Recommended Reading: Rescued By Mao

Gather around, children.  It’s story time.

Once upon a time, a young man was doing construction work on an island in the Pacific when the Japanese attacked and, after a long standoff that has been called the “Alamo of the Pacific,” captured everyone on the island.  Our hero spent the next three and a half years in a prisoner of war camp during World War II.

His ingenuity allowed him to survive and even flourish during those grueling years.  One day, his Japanese captors were transporting him from one coastal Chinese prison camp to another, via train, when he decided to escape.  He managed to get past defenses and slip out a window, jumping into the night.  For weeks afterward, he skirted through the wilderness, until Chinese communists captured him…and helped him get back home.  When he made it to an American base, he met a young Chinese revolutionary named Mao Zedong.  After returning to the States, he would go on to become a stake president in the LDS Church, and the mayor of North Las Vegas, as well as being awarded high honors by the government and being featured on a special on the History Channel.

This is a true story, and it’s related in Rescued By MaoIt’s the adventure of Bill Taylor, who, as the first president of my local stake of the LDS Church, and a former mayor of my city of North Las Vegas, is a prominent figure in my area’s heritage.  And I’d never heard of him until last month, when my current stake president mentioned this book in a meeting we had.  So I picked it up from the library and found it very worthwhile.  (The stake president also recommended Big Russ and Me, which I’m currently reading.  He must enjoy WWII-era memoirs.)

Taylor never tries to make himself seem heroic, which makes his exploits come across as all the more gripping; the only thing better than an action hero is a realistic action hero.  He is also quite frank about his mistakes and bad habits as a young man, and even though he doesn’t dwell on it or become preachy, it is fascinating to read about the spiritual growth he experienced by counting his blessings and seeking strength from God in the midst of such terrible suffering. 

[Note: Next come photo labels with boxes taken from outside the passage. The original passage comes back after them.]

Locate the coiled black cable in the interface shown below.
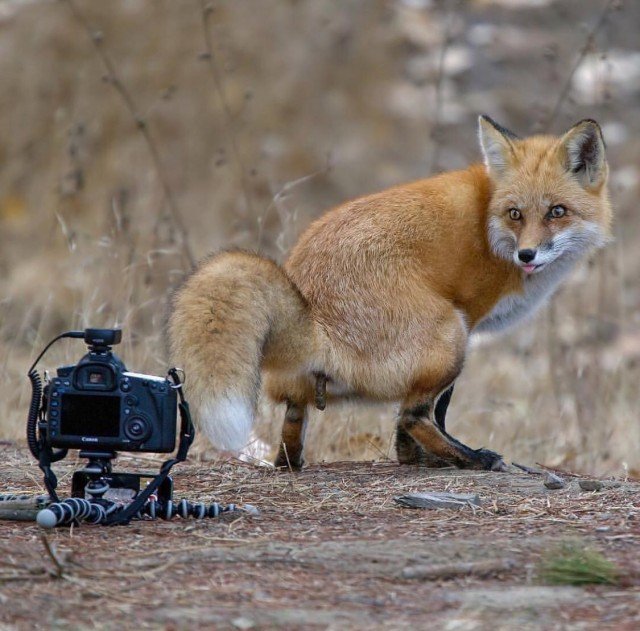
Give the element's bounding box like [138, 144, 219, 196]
[27, 368, 42, 460]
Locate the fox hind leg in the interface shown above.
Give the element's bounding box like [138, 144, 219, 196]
[396, 384, 454, 468]
[435, 383, 455, 432]
[398, 395, 504, 471]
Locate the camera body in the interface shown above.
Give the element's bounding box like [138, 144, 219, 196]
[44, 329, 178, 453]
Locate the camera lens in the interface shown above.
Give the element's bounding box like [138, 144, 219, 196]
[124, 416, 151, 442]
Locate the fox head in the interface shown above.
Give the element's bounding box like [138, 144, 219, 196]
[478, 116, 611, 274]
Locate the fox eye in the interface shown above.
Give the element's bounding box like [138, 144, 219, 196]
[549, 204, 567, 219]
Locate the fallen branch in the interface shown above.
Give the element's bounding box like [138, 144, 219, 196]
[400, 559, 516, 581]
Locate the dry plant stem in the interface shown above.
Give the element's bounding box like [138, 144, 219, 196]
[200, 0, 254, 222]
[543, 0, 619, 130]
[63, 0, 196, 268]
[258, 155, 332, 248]
[428, 0, 459, 173]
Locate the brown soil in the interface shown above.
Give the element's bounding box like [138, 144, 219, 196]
[0, 445, 640, 629]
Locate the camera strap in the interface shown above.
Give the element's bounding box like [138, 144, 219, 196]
[103, 368, 195, 526]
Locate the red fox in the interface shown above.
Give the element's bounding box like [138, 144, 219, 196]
[169, 116, 612, 470]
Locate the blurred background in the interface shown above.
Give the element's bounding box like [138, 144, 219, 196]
[0, 0, 640, 475]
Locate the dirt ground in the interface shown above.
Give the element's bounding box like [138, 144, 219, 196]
[0, 443, 640, 630]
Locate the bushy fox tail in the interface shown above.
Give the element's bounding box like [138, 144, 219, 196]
[169, 251, 313, 451]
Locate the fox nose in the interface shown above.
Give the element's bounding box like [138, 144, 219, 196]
[518, 248, 536, 263]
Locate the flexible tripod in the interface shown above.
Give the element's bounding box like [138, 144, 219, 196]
[36, 451, 251, 528]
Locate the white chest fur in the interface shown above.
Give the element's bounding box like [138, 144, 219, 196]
[473, 261, 574, 333]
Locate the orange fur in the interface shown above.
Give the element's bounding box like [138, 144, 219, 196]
[170, 118, 611, 467]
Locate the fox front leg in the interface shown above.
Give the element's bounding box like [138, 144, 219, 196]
[274, 401, 307, 471]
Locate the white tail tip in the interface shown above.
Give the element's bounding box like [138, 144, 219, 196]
[199, 395, 253, 452]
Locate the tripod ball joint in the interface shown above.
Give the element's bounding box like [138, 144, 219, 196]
[36, 497, 109, 528]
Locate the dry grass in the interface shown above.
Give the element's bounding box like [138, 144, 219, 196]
[0, 448, 640, 629]
[0, 0, 640, 473]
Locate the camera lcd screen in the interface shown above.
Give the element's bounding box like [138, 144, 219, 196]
[60, 394, 120, 438]
[89, 372, 104, 383]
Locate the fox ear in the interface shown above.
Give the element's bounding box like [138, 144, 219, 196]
[478, 114, 518, 176]
[560, 119, 608, 188]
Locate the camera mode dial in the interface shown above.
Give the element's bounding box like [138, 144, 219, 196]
[123, 416, 151, 443]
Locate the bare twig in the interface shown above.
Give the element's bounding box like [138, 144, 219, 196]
[64, 0, 196, 268]
[200, 0, 253, 223]
[258, 154, 332, 248]
[429, 0, 460, 173]
[543, 0, 619, 129]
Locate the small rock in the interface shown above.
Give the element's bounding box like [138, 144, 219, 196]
[578, 480, 602, 491]
[543, 473, 566, 489]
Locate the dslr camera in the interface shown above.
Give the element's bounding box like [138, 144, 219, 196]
[40, 329, 178, 453]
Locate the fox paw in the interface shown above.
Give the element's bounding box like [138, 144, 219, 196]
[273, 449, 304, 471]
[471, 449, 507, 471]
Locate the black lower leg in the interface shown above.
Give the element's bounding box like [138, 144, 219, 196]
[274, 401, 307, 470]
[398, 405, 504, 470]
[435, 384, 454, 431]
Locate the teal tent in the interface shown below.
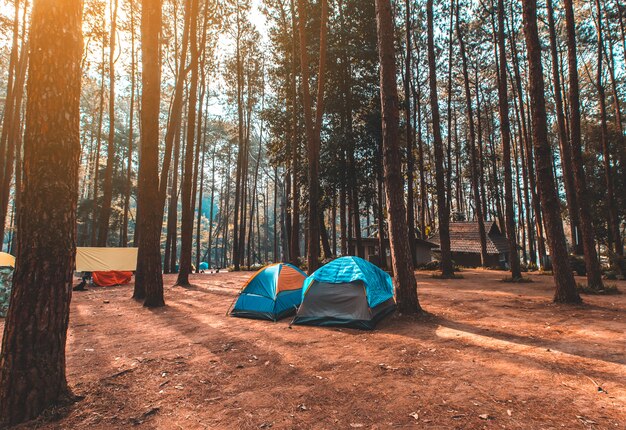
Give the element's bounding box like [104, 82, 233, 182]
[0, 252, 15, 318]
[294, 257, 396, 330]
[230, 263, 306, 321]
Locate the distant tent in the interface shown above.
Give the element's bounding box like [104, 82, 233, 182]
[91, 270, 133, 287]
[0, 252, 15, 268]
[294, 257, 396, 330]
[76, 247, 138, 287]
[230, 263, 306, 321]
[0, 252, 15, 318]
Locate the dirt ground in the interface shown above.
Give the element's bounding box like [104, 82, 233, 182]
[0, 270, 626, 429]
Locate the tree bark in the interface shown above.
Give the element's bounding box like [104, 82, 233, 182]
[375, 0, 422, 314]
[546, 0, 584, 254]
[0, 0, 82, 426]
[456, 2, 487, 267]
[133, 0, 165, 307]
[98, 0, 117, 246]
[595, 0, 624, 255]
[522, 0, 581, 303]
[426, 0, 454, 278]
[494, 0, 520, 279]
[176, 0, 199, 287]
[563, 0, 603, 289]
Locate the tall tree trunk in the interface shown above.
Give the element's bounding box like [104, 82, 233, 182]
[546, 0, 584, 254]
[522, 0, 581, 303]
[0, 0, 23, 250]
[176, 0, 199, 287]
[91, 40, 105, 246]
[456, 1, 488, 267]
[98, 0, 117, 246]
[120, 2, 136, 247]
[426, 0, 454, 278]
[298, 0, 328, 273]
[595, 0, 624, 255]
[494, 0, 520, 279]
[289, 0, 300, 265]
[404, 0, 416, 264]
[133, 0, 165, 307]
[564, 0, 603, 289]
[375, 0, 422, 314]
[0, 0, 82, 426]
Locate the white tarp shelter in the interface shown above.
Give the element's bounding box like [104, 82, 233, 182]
[76, 247, 138, 272]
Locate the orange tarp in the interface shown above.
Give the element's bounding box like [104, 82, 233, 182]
[91, 271, 133, 287]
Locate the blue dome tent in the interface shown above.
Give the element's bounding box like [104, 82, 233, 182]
[230, 263, 306, 321]
[293, 257, 396, 330]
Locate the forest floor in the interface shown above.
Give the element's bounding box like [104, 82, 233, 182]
[0, 270, 626, 429]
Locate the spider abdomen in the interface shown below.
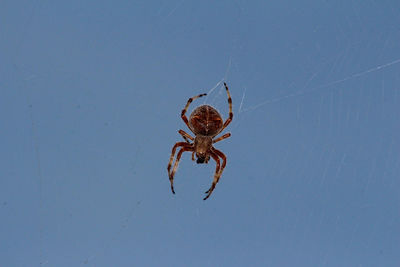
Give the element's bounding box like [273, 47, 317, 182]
[189, 105, 223, 136]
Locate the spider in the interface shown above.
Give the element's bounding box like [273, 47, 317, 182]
[167, 83, 233, 200]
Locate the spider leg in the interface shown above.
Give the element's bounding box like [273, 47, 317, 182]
[181, 94, 207, 132]
[218, 83, 233, 133]
[203, 151, 221, 200]
[169, 147, 193, 194]
[167, 142, 188, 180]
[178, 130, 194, 143]
[203, 148, 226, 200]
[213, 133, 231, 144]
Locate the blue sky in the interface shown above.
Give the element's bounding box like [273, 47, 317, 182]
[0, 0, 400, 266]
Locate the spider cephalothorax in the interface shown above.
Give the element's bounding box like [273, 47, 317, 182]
[167, 83, 233, 200]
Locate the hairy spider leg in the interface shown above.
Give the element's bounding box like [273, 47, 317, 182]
[169, 147, 194, 194]
[203, 151, 221, 200]
[167, 142, 190, 183]
[204, 148, 226, 200]
[213, 133, 231, 144]
[178, 130, 194, 143]
[181, 94, 207, 132]
[218, 83, 233, 134]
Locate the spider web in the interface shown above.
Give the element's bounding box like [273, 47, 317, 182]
[0, 0, 400, 266]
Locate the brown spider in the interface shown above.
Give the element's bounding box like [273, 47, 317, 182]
[167, 83, 233, 200]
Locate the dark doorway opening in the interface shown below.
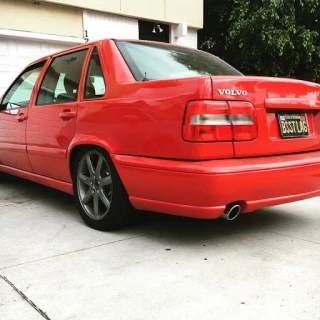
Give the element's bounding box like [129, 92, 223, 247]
[139, 20, 169, 43]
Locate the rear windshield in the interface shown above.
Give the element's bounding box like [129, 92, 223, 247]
[116, 41, 243, 81]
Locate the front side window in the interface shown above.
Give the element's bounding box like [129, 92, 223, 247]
[36, 49, 88, 105]
[2, 61, 45, 109]
[84, 47, 106, 99]
[116, 41, 242, 81]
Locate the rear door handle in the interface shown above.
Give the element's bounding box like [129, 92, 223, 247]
[16, 112, 28, 122]
[59, 109, 77, 120]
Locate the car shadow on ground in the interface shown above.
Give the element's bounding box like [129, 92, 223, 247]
[0, 175, 303, 244]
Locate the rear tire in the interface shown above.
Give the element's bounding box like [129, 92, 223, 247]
[73, 147, 134, 231]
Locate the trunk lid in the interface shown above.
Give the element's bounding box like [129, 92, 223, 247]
[211, 76, 320, 158]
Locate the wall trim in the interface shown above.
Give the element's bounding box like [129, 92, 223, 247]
[0, 28, 85, 45]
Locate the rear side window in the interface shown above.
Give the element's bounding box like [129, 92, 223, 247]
[84, 47, 106, 99]
[2, 61, 45, 109]
[116, 41, 242, 81]
[36, 49, 88, 105]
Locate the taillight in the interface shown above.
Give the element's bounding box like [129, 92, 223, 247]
[183, 100, 258, 142]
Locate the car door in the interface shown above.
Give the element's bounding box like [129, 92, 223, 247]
[26, 48, 89, 182]
[0, 61, 46, 172]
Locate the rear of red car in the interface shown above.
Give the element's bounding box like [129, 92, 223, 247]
[113, 40, 320, 218]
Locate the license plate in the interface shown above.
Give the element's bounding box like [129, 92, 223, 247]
[278, 113, 309, 138]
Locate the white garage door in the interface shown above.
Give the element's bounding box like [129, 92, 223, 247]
[0, 37, 70, 97]
[83, 11, 139, 41]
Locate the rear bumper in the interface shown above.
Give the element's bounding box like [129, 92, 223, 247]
[112, 151, 320, 219]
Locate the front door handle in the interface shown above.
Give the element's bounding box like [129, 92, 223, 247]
[59, 109, 77, 120]
[16, 112, 28, 122]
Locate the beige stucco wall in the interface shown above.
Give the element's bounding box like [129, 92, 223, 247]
[0, 0, 84, 38]
[44, 0, 203, 29]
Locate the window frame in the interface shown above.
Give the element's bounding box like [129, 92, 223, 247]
[32, 45, 92, 107]
[0, 58, 50, 112]
[80, 43, 110, 102]
[81, 44, 109, 101]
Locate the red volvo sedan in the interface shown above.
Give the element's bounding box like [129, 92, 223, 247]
[0, 40, 320, 230]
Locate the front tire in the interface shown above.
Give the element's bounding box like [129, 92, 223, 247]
[73, 148, 133, 231]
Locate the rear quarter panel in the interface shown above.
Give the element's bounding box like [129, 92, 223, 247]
[73, 40, 233, 160]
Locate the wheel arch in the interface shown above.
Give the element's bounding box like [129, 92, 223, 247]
[68, 137, 112, 178]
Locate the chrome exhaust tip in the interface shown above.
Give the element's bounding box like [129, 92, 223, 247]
[220, 204, 241, 221]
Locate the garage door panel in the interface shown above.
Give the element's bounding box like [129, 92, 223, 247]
[0, 38, 70, 97]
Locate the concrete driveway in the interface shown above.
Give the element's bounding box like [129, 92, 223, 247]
[0, 172, 320, 320]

Taylor writes the kind of sharp, immediate history of WWII that could only have been written by one who lived through it; I learned more about that period from his brisk summaries than I had in all the textbooks I’d ever read.  And during his narrative of being a prisoner of war, the best parts were actually the little explanatory interludes, where he would shed light on Asian culture, tell an amusing anecdote about something that briefly lightened the atmosphere in that wretched place, or clarify the background of the politics involved.  I had known that, historically, Japan and China have tended to be enemies, but Taylor’s analysis–outsider though he is–is refreshingly clear. 

My only two disappointments with the book are, first, that his simple, homespun writing style, which is usually what makes the text so easy to engage, sometimes lapses into outright stiltedness, relying on cliches and clunky phrasing to progress, and, second, that at the end, he neglects to temper his early praise of Mao by mentioning that he would go on to become one of the bloodiest butchers of the 20th century.  It seems like a pretty major oversight, and clouded what should have been a storybook conclusion.

Still, this earnest portrait of the suffering and aftermath of war from the perspective of one who lived its worst is a powerful, important, and occasionally stunning reminder that the past is never dead and, indeed, can’t be.